Can't use newline in OutputDebugStringW, weird behavior in DbgView

Question

I'm using OutputDebugStringW in my application. Since WinDBG does not automatically append a newline, I had to add the \n in my output buffer:

#include <iostream>
#include <windows.h>

int main()
{
    wchar_t buff[100];
    ZeroMemory(buff, sizeof(buff));
    _snwprintf_s(buff, sizeof(buff) / sizeof(wchar_t) - 1, L"[test] %d", GetCurrentThreadId());
    buff[wcslen(buff)] = L'\n';
    OutputDebugStringW(buff);

    char buff2[100];
    ZeroMemory(buff2, sizeof(buff2));
    snprintf(buff2, sizeof(buff2), "[test2] %d", GetCurrentThreadId());
    buff2[strlen(buff2)] = '\n';
    OutputDebugStringA(buff2);
}

It works but DbgView prints unexpected things:

For OutputDebugStringA, the newline works fine
For OutputDebugStringW, the newline is not recognized somehow

If I don't append the newline both of them will work just fine. What is the problem here?

@KenWhite the buffer size is 100 * sizeof(wchar_t) and it's nulled before using it. And I'm only using the first 10 bytes, so there's no such thing as overwriting the NULL terminator. — daisy, Jul 10 '21 at 02:34
@KenWhite The actual function is much more complicated. The new line has to be added at last, can't use it in the format string, updated question — daisy, Jul 10 '21 at 02:59
My original thought was overwriting the terminator as well since this certainly looks exactly like that. I wouldn't be shocked to find that in a debug build the entire buffer is filled with a known value like 0xFD so even though it was zeroed before the call it isn't 0 after it. It's easy enough to test, either add a 0 after the `\n` or dump out the bytes of the buffer. — Retired Ninja, Jul 10 '21 at 03:33
Turns out it's 0xfefe after the `_snwprintf_s`. Can't find it documented with a quick search, but there's this: https://stackoverflow.com/questions/61135165/snwprintf-s-heap-corruption-error-in-free-call 0xfe is a known value the debug heap uses to fill slack memory: https://stackoverflow.com/a/370362/920069 — Retired Ninja, Jul 10 '21 at 03:37
@RetiredNinja Interesting... The `snprintf` family is not listed under [`_CrtSetDebugFillThreshold`](https://learn.microsoft.com/is-is/cpp/c-runtime-library/reference/crtsetdebugfillthreshold?view=msvc-160) but that must be it. — dxiv, Jul 10 '21 at 04:12
@dxiv Nice!

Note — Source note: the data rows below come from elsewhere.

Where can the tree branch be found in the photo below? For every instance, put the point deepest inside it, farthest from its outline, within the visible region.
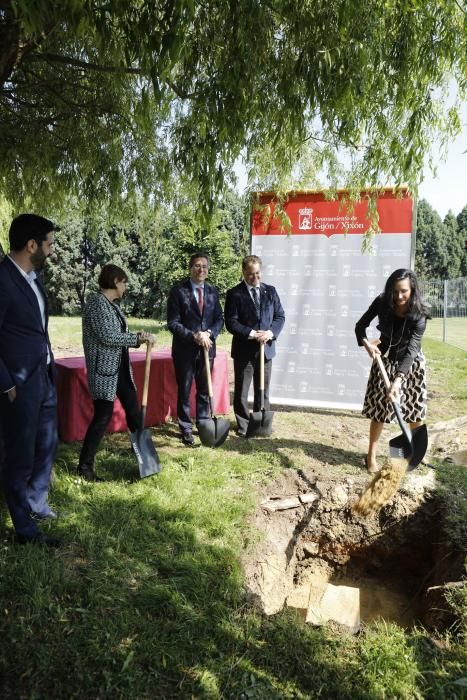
(69, 60)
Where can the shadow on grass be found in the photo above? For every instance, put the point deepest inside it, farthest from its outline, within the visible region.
(147, 600)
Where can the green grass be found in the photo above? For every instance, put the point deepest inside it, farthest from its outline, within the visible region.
(456, 331)
(66, 331)
(147, 598)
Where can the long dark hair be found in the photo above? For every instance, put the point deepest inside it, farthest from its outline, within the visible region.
(417, 308)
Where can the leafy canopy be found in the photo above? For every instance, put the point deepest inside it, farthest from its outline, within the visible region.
(113, 98)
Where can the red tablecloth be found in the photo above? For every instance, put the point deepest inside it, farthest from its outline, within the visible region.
(75, 408)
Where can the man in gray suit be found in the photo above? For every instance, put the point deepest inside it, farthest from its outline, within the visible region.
(254, 315)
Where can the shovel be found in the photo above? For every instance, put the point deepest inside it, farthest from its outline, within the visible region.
(212, 431)
(260, 423)
(141, 441)
(411, 445)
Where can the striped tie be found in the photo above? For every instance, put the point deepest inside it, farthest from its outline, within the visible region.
(255, 292)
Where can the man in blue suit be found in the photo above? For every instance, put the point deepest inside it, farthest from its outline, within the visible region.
(28, 404)
(254, 315)
(195, 319)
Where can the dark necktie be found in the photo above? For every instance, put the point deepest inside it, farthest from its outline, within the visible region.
(200, 299)
(255, 292)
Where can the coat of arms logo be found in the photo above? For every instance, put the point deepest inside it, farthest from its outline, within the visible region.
(305, 219)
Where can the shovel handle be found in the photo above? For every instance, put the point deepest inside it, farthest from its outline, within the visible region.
(208, 372)
(395, 404)
(147, 370)
(261, 367)
(384, 374)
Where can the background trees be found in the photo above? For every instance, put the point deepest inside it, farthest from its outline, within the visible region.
(441, 251)
(154, 249)
(110, 100)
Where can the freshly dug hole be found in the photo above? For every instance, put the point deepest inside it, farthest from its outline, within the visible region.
(389, 559)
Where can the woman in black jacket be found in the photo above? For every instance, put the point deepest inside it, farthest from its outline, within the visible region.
(401, 321)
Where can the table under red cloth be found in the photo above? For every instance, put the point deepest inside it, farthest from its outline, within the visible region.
(75, 407)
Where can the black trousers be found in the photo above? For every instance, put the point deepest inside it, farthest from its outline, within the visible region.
(103, 413)
(246, 369)
(29, 427)
(185, 373)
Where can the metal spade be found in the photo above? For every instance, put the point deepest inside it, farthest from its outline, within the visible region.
(212, 431)
(141, 440)
(411, 445)
(260, 423)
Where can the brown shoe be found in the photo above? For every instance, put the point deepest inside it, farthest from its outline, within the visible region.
(88, 473)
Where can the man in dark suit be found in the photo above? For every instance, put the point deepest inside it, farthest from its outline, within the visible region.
(28, 404)
(254, 315)
(195, 319)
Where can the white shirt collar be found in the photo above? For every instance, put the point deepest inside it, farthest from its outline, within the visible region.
(29, 276)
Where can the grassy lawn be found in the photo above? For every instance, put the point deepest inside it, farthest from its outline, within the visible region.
(147, 598)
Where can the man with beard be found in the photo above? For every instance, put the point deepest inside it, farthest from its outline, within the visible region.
(28, 404)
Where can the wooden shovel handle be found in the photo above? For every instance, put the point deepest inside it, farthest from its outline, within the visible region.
(261, 367)
(147, 370)
(382, 369)
(208, 372)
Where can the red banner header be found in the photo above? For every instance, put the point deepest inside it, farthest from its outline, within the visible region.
(312, 214)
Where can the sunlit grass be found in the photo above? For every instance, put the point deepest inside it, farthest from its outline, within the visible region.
(147, 599)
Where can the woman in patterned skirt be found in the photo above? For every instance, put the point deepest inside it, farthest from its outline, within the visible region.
(401, 321)
(106, 341)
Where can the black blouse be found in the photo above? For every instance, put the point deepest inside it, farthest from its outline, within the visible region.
(401, 336)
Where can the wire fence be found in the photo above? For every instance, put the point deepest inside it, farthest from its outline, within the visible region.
(447, 303)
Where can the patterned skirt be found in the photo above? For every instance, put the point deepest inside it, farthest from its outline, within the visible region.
(413, 393)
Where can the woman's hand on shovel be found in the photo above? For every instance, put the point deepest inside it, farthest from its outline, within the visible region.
(372, 348)
(395, 389)
(145, 337)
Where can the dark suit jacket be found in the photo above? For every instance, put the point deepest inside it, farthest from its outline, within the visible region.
(184, 319)
(23, 340)
(241, 318)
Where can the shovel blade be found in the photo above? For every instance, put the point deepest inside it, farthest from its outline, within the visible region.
(413, 451)
(213, 432)
(146, 455)
(260, 423)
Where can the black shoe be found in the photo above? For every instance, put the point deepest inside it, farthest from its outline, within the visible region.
(51, 515)
(40, 539)
(188, 439)
(88, 473)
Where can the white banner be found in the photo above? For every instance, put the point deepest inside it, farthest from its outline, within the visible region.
(325, 284)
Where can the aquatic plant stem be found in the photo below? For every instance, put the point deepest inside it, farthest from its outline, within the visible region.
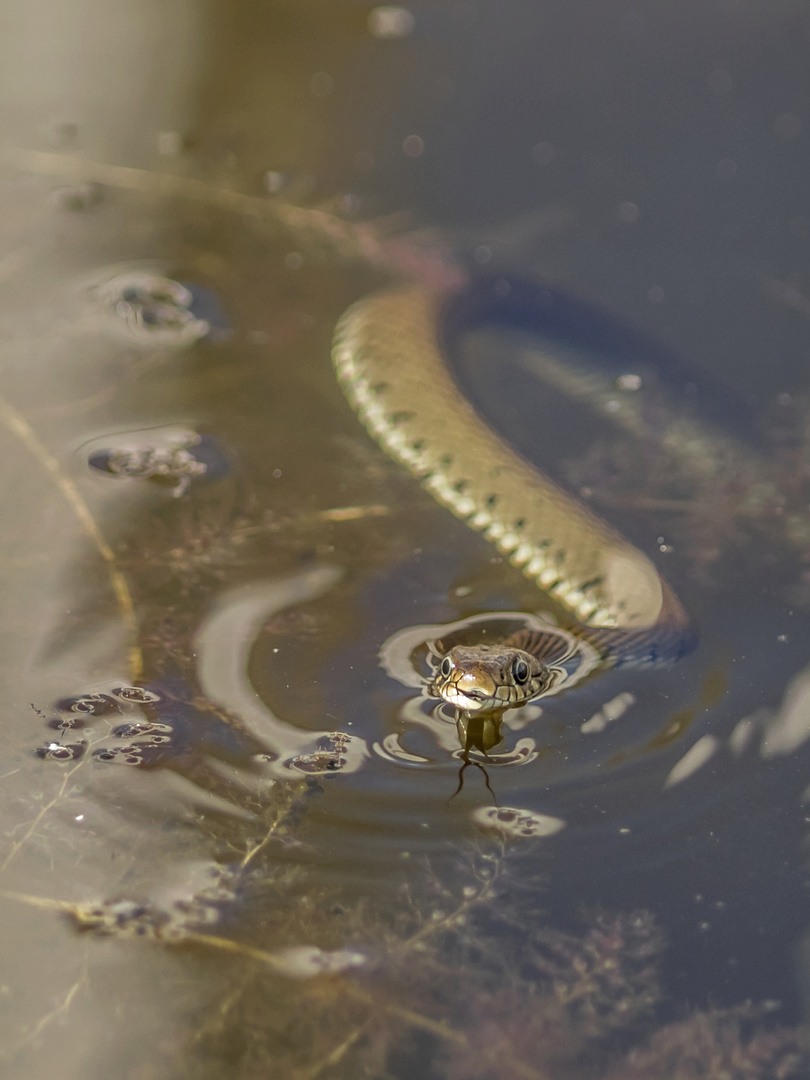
(347, 238)
(18, 427)
(29, 833)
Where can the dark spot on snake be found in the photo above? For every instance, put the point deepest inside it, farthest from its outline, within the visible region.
(521, 671)
(593, 583)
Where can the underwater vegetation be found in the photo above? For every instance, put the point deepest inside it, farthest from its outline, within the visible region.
(463, 981)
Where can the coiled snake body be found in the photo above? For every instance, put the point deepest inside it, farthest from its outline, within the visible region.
(390, 358)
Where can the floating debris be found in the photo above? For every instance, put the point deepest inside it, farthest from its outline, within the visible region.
(304, 961)
(511, 821)
(174, 458)
(61, 752)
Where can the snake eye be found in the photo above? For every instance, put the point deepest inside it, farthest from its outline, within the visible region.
(521, 671)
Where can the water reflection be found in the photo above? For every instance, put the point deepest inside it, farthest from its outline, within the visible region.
(279, 883)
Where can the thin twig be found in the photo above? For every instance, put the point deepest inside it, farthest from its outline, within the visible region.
(18, 427)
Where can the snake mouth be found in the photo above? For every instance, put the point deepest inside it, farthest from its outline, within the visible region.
(471, 701)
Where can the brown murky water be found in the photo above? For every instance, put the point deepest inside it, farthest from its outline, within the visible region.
(230, 842)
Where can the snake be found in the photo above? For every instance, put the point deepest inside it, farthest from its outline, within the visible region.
(391, 353)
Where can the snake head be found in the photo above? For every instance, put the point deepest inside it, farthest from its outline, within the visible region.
(478, 678)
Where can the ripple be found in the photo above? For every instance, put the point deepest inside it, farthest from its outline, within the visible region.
(224, 644)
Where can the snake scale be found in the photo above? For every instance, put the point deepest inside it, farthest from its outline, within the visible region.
(390, 354)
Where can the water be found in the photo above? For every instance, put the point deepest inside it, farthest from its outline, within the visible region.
(271, 865)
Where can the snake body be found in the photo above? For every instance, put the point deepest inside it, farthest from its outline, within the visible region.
(390, 355)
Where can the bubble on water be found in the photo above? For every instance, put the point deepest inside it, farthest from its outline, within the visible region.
(175, 457)
(787, 125)
(413, 146)
(137, 694)
(305, 961)
(67, 723)
(133, 754)
(61, 752)
(389, 22)
(142, 728)
(512, 821)
(91, 704)
(152, 310)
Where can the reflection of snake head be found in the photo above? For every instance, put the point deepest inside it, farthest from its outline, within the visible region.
(489, 677)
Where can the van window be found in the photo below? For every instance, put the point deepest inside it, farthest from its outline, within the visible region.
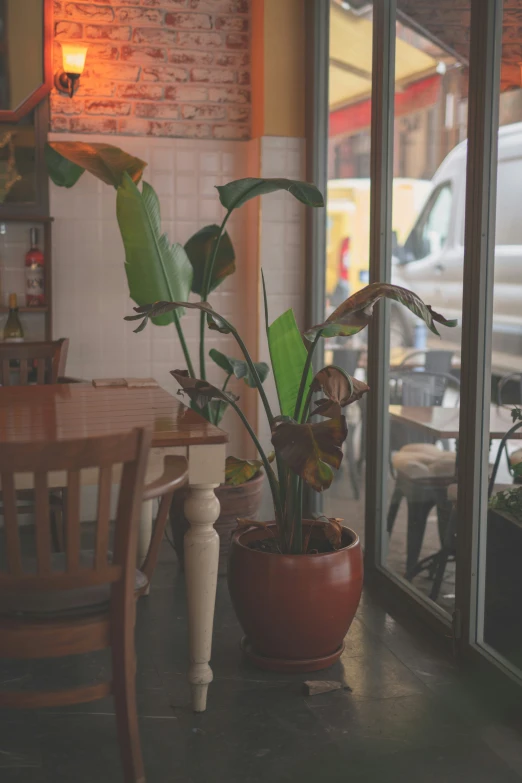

I knew I'd seen that list before but couldn't remember where. `sprintf_s` also fills the slack space so it must just be missing from the list. Every other string function seems to be on it so not really unexpected. — Retired Ninja, Jul 10 '21 at 04:20
@RetiredNinja Inedeed, that's the problem! haven't thought about that before. — daisy, Jul 12 '21 at 00:27

score 1 · Accepted Answer · answered Jul 12 '21 at 00:27

1

As pointed out by Retired Ninja, _snwprintf_s fill out the buffer with another value if the program is build in DEBUG mode. In this case the wchar_t is filled with 0xFEFE:

If I compile the program in Release mode, the string will be NULL terminated.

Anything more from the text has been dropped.